Friday, October 30, 2015

#303 Three in Heaven I Hope



[No online link available.]

Henry in a noisy bar, talking with an Irish lady about her six children, three dead (in heaven she hopes), one in a mental hospital, three of them married. This gets Henry thinking about his child: “I do love that baby.” All about children, having children, parenting. No Faustian “Thou shalt not love” today. “Working & children & pals are the point of the thing.”

Really? Okay. The sight of a four-year-old daughter on the floor “doing her coloring & her scissoring” will do that to a fella, I suspect. No grand ambition, no fatuous fawning for fame, no decrepit body, no river of ethanol. Nothing of damnation, ambition, decline. “Of babies I have loved I declare I rejoice / chiefly in Paul & Martha, called Twissy-Pits.”

Kate got cross, pal Jimmy came over, rocking of pretty little Martha, old Jane tells her story.
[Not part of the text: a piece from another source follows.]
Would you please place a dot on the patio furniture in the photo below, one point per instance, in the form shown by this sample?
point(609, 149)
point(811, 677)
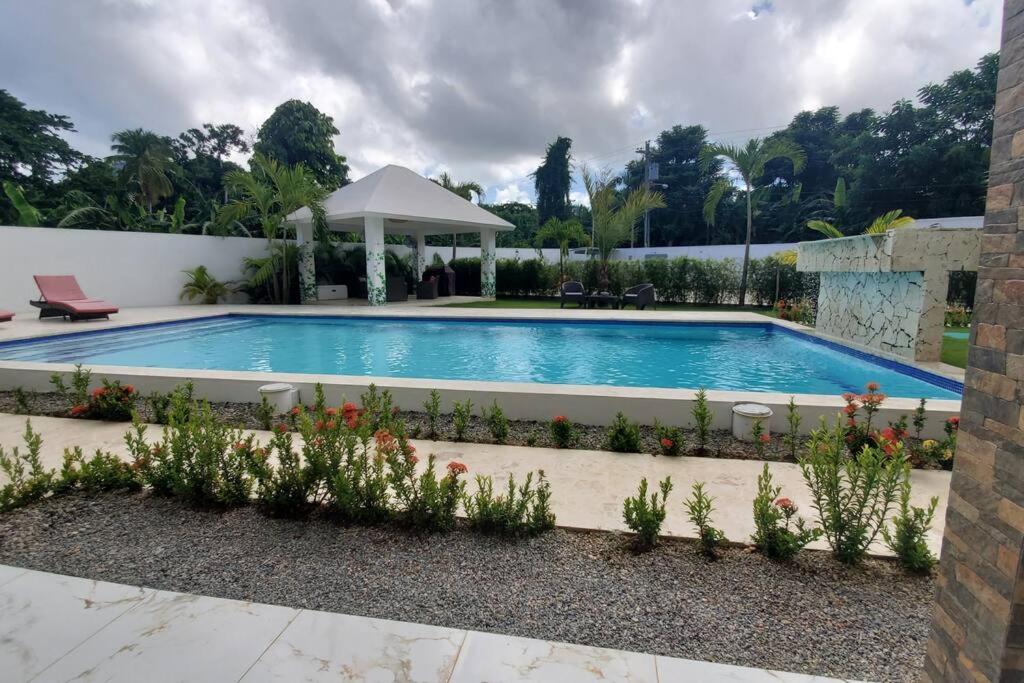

Life, for a change.

Thursday, October 29, 2015

#302



[No online link available.]

The poem begins with a familiar line: “Cold & golden lay the high heroine / in a wilderness of bears.” Who the bears are gets pinned down in lines 7-8: After looking around (back in the States) and realizing “This place is theirs,” Henry had decided “I will not live here / among my thugs.” The bears are thugs, but they’re his thugs, i.e., I think, his fellow countrymen. So, “Lo, and he went away / to Dublin’s fair city.” Yes he did. “There he met at once two ladies dear / with problems, problems. Henry could not say / like their parish priest ‘Pray’.” Well, no, he can’t tell them that, can he? He’s not a true believer, not from what gets established in the work. Orders to pray from a priest would still have currency and influence in Ireland, but Henry is candid enough to realize that could never be his mode, at least not yet. “He immersed himself in their disabled fates / the catafalque above all for instance T—’s / and others bound to come.” Hard to say who the two ladies are, but it does seem likely they’re real people. A “catafalque” is the support for the coffin in an elaborate funeral, so the ladies seem rich or influential, and probably elderly. You often meet people like that at literary gatherings.

So, we know he had run from the bears in a dream, and the dream significance of the bears seems restated here: They’re thuggish American Philistines, well worth running from. The poem ends with a kind of ironic joke: “The White House invitation came today, / three weeks after the reception, hey, / Henry not being at home.” A White House invitation marks the very pinnacle of American recognition, our answer to tea with the Queen. But he doesn’t even hear about it until three weeks after the fact, having run from the high heroine’s cohort of slavering bears.

The poem is meant to elicit an ironic chuckle, I think. Figures. Having run from home, he misses out on a high-honored accolade from home. The bears he so fears wanted to put a crown on him! Figures.

Even though he missed out due to the slow, ship-bound mail service, the invitation is still worth mentioning as testament to the recognition he is so invested in attracting.